Ricardo Kwiek Shalom 15 Track 4 Trade Mange Trade Dewla Khangery Alex Paris Official

"Track 4 is open," a voice crackled over his comms. It was , his handler back in the surface-side slums. Mange was a legend in the Trade Mange syndicate, a man who could fence a soul if the price was right. "But the Khangery is spiking, Ricardo. You hit that pocket, you don't come out."

As the transport dove into the shimmering distortion of the tunnel, the lights flickered. The walls of Alex Paris seemed to melt into digital static. Ricardo gripped the controls, his eyes locked on the shimmering exit point. He wasn't just trading cargo anymore; he was trading his life for the chance to finally see the real sky above the metal clouds. "Track 4 is open," a voice crackled over his comms

sat in the back of a hovering transport, clutching a pressurized briefcase. He was a "Dewla," a high-stakes courier specialized in the Trade Dewla circuit, where the cargo was often more sentient than the buyers. This was his 15th run on the notorious Shalom 15 route, a stretch of reality-warped tunnel known for its "Khangery"—pockets of unstable gravity that could swallow a ship whole. "But the Khangery is spiking, Ricardo

Ricardo checked the readout. was a suicide run, but it was the only way to bypass the Peacekeeper blockades. Inside his case was a prototype "Khangery Core," the very tech that stabilized the city. Ricardo gripped the controls, his eyes locked on

The neon-soaked streets of —a sprawling subterranean megacity built beneath the ruins of the old French capital—didn't care about your name, but they cared about your debt.

With a roar of ion engines, he punched through the Khangery's heart, leaving the shadows of the trade behind for the blinding light of the world above.

Share this post

Larry Burns

Larry Burns

Larry Burns has worked in IT for more than 40 years as a data architect, database developer, DBA, data modeler, application developer, consultant, and teacher.

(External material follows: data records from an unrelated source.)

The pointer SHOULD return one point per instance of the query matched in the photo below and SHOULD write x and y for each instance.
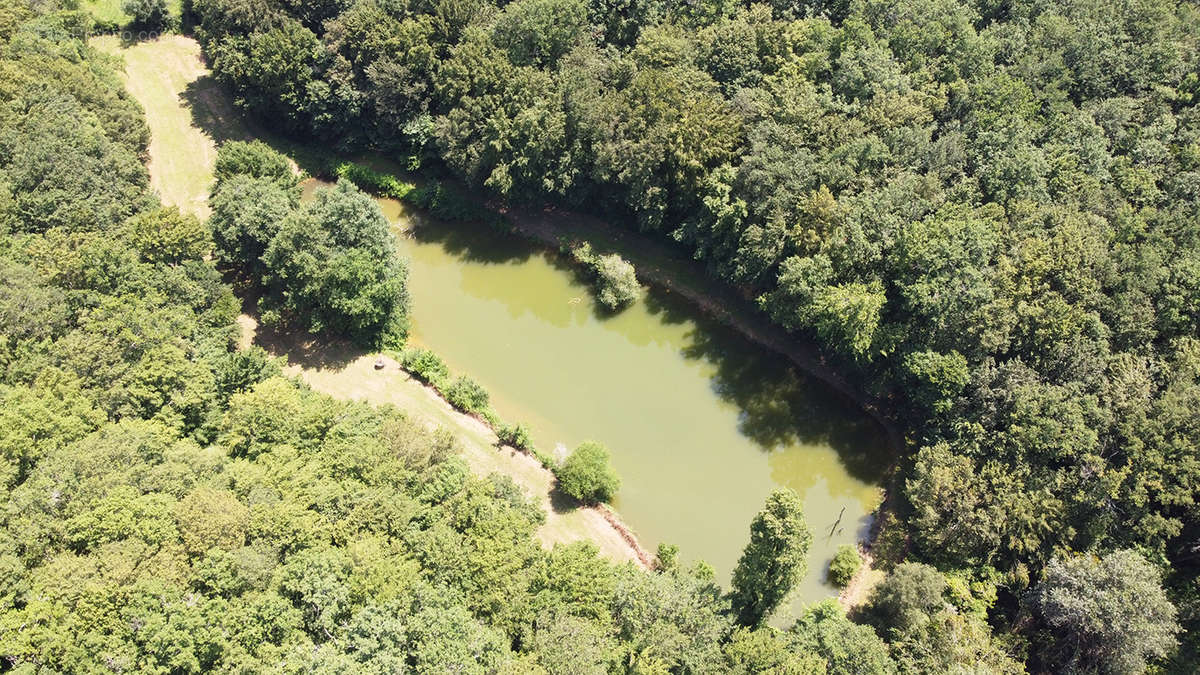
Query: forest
(987, 213)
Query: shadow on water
(214, 113)
(778, 405)
(211, 111)
(309, 351)
(473, 243)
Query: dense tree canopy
(173, 505)
(327, 266)
(988, 211)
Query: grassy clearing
(346, 372)
(108, 12)
(189, 115)
(168, 77)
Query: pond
(701, 423)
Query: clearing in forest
(189, 115)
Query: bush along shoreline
(467, 396)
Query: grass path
(171, 81)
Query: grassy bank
(189, 115)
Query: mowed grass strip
(189, 114)
(167, 76)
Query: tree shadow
(472, 242)
(309, 351)
(780, 406)
(214, 113)
(562, 502)
(303, 348)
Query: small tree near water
(774, 560)
(616, 279)
(587, 475)
(147, 13)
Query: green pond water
(701, 423)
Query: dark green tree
(774, 561)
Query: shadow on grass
(309, 351)
(562, 502)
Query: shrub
(616, 279)
(425, 365)
(371, 180)
(516, 435)
(466, 394)
(587, 476)
(844, 566)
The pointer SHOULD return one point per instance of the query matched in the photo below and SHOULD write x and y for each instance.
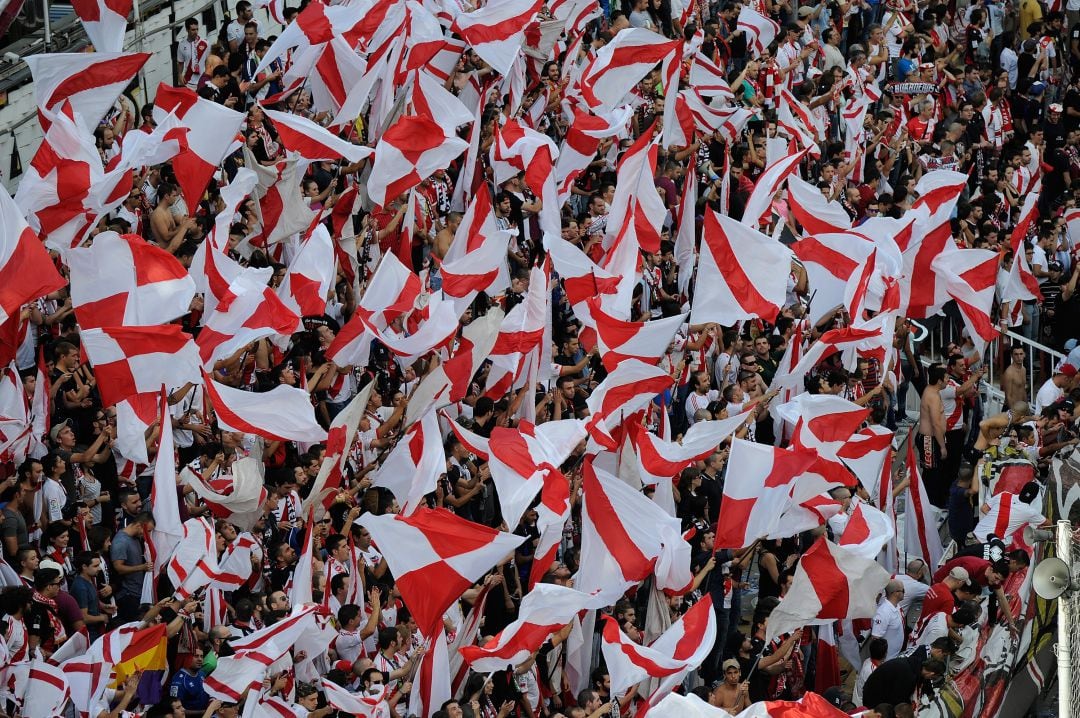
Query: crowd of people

He holds a B.S. in Mathematics from the University of Washington, and a Master’s degree in Software Engineering from Seattle University. He most recently worked for a global Fortune 200 company as a Data and BI Architect and Data Engineer (i.e., data modeler). He contributed material on Database Development and Database Operations Management to the first edition of DAMA International’s Data Management Body of Knowledge (DAMA-DMBOK) and is a former instructor and advisor in the certificate program for Data Resource Management at the University of Washington in Seattle. He has written numerous articles for TDAN.com and DMReview.com and is the author of Building the Agile Database (Technics Publications LLC, 2011), Growing Business Intelligence (Technics Publications LLC, 2016), and Data Model Storytelling (Technics Publications LLC, 2021).